ソーシャルメディアに投稿された動画の中で、ロザムンドは劇の重要な場面で誰かが携帯電話を使っているのを見たとこう語った。「劇場に来る皆さんへ一言。私たちが皆さんにお届けしようとしているものは、とても大切なもの。私は物語を伝えようとしていて、皆さんの気持ちを感じている。そして、皆さんにも私の気持ちを感じてほしい」「あの場面で誰かがメッセージを打っていた。その人は自覚しているし、名指しはしない。けどそれが公演の雰囲気を台無しにするのは分かっているはず」「もしかすると、それはとても重要なことだったのかもしれない。あなたは医者で、誰かの命を救っている最中だったのかもしれない。そうであることを願っている」「でも、私たちはそれを見ているし、感じている。私は舞台からあなたを包み込み、抱きしめるような思いで演じている。だから、そうやって心を通わせようとしている最中にその光景を目にすると、本当に辛い」
英紙タイムズによると、客席にいた観客の一人はこう振り返っている。「ロザムンドは、この胸が張り裂けるほど感情的な劇のクライマックスで誰かがメッセージを送っていたことが、演者と観客の絆を壊してしまったと示唆していました。心から動揺しているようでした」「私たちは皆、少し呆気にとられました。とても感情的な作品ですから。ロザムンドは、その人が座っていた客席のエリアを指さしましたが、特定はしないと述べていました。
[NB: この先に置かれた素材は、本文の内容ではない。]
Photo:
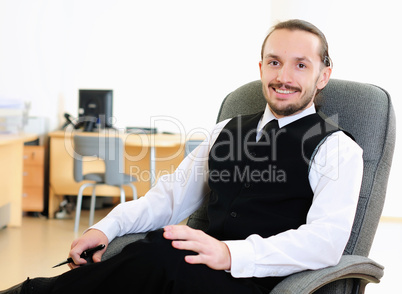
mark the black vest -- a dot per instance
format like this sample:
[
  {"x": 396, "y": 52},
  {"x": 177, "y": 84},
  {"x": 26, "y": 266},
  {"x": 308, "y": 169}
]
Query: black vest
[{"x": 262, "y": 188}]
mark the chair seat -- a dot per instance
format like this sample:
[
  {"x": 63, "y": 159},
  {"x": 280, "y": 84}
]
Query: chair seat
[{"x": 99, "y": 178}]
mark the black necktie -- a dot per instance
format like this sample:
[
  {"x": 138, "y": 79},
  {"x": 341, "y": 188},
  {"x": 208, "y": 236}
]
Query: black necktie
[{"x": 268, "y": 130}]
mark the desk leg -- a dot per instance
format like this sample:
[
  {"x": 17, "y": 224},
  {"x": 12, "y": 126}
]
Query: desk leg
[
  {"x": 152, "y": 166},
  {"x": 54, "y": 202}
]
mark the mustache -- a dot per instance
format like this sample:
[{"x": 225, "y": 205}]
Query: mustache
[{"x": 287, "y": 87}]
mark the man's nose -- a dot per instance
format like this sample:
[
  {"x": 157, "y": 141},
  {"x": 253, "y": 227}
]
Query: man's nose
[{"x": 284, "y": 75}]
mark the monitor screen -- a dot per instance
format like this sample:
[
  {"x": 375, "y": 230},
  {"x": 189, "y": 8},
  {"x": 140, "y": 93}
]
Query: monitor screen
[{"x": 95, "y": 108}]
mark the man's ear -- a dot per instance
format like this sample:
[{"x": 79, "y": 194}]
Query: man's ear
[
  {"x": 260, "y": 65},
  {"x": 324, "y": 77}
]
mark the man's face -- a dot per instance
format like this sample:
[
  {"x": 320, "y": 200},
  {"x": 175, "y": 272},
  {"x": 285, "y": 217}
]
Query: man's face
[{"x": 291, "y": 71}]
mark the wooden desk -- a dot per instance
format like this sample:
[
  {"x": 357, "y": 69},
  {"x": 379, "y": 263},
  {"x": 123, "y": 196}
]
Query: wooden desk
[
  {"x": 145, "y": 156},
  {"x": 11, "y": 174}
]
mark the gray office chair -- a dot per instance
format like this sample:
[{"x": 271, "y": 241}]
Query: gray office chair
[
  {"x": 111, "y": 151},
  {"x": 367, "y": 113}
]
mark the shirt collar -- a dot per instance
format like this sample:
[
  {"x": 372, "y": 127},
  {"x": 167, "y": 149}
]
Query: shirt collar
[{"x": 268, "y": 116}]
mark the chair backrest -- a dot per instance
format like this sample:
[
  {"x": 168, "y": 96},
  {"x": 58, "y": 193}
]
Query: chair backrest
[
  {"x": 108, "y": 148},
  {"x": 363, "y": 110}
]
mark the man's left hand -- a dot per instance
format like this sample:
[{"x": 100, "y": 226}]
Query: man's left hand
[{"x": 211, "y": 252}]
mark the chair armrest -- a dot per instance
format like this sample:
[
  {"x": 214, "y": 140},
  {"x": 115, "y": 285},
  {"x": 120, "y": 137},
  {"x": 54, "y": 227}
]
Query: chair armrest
[
  {"x": 119, "y": 243},
  {"x": 350, "y": 266}
]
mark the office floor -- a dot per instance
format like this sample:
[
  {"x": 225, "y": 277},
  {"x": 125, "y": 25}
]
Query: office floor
[{"x": 40, "y": 243}]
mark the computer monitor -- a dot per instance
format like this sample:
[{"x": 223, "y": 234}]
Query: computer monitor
[{"x": 95, "y": 107}]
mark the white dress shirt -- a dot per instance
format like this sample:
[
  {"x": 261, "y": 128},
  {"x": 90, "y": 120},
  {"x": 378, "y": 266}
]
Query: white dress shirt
[{"x": 335, "y": 178}]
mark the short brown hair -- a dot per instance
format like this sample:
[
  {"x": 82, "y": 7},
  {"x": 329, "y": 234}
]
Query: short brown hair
[{"x": 301, "y": 25}]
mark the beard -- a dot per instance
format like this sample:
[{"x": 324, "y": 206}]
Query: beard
[{"x": 293, "y": 108}]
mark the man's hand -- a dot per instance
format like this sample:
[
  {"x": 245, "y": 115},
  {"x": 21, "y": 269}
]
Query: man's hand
[
  {"x": 90, "y": 239},
  {"x": 211, "y": 252}
]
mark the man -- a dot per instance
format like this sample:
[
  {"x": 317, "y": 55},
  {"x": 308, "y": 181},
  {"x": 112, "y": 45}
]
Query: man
[{"x": 261, "y": 228}]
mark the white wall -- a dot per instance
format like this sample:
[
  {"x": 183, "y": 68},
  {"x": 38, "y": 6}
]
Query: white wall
[
  {"x": 175, "y": 58},
  {"x": 365, "y": 45},
  {"x": 179, "y": 58}
]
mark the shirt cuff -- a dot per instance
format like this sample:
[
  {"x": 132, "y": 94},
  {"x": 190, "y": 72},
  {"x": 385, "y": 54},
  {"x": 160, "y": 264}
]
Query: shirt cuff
[
  {"x": 242, "y": 258},
  {"x": 108, "y": 227}
]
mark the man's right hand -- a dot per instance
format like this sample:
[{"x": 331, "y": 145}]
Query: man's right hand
[{"x": 90, "y": 239}]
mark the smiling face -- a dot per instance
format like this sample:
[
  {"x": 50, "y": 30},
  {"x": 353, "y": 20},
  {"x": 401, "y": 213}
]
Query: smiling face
[{"x": 291, "y": 71}]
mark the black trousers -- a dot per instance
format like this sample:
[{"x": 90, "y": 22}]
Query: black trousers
[{"x": 152, "y": 265}]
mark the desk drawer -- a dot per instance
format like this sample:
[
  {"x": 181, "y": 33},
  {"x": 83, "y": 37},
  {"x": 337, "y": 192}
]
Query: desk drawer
[
  {"x": 32, "y": 199},
  {"x": 33, "y": 176},
  {"x": 34, "y": 155}
]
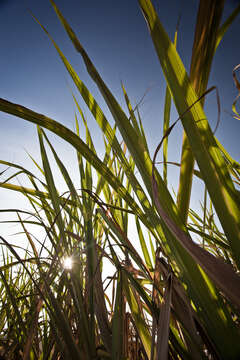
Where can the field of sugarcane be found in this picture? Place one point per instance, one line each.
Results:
(177, 298)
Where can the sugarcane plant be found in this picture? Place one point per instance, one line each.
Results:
(176, 299)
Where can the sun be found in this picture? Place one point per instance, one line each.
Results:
(67, 263)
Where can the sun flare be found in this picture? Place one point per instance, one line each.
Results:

『もしかすると、誰かの命を救った医師なのかもしれない』と冗談を交え、そうであることを願っていると付け加えていました」
ロザムンドは今年初め、スージー・ミラー作の同舞台での演技によりオリヴィエ賞を受賞し、11月に同作がニューヨークへ移る際、ブロードウェイデビューを果たすことが発表されたところだ。
日本でも上演中のスマホ使用は問題になっており、講談師の神田伯山らがたびたび問題提起。最高潮のときになる携帯音に、自身のX等で「携帯の切り方分からない人は、迷惑なので持ってこない選択をして下さい。それか来ないで下さい」「公演中に携帯鳴るのは、話を壊すという意味で飲酒運転くらいの罪」などと訴えてきている。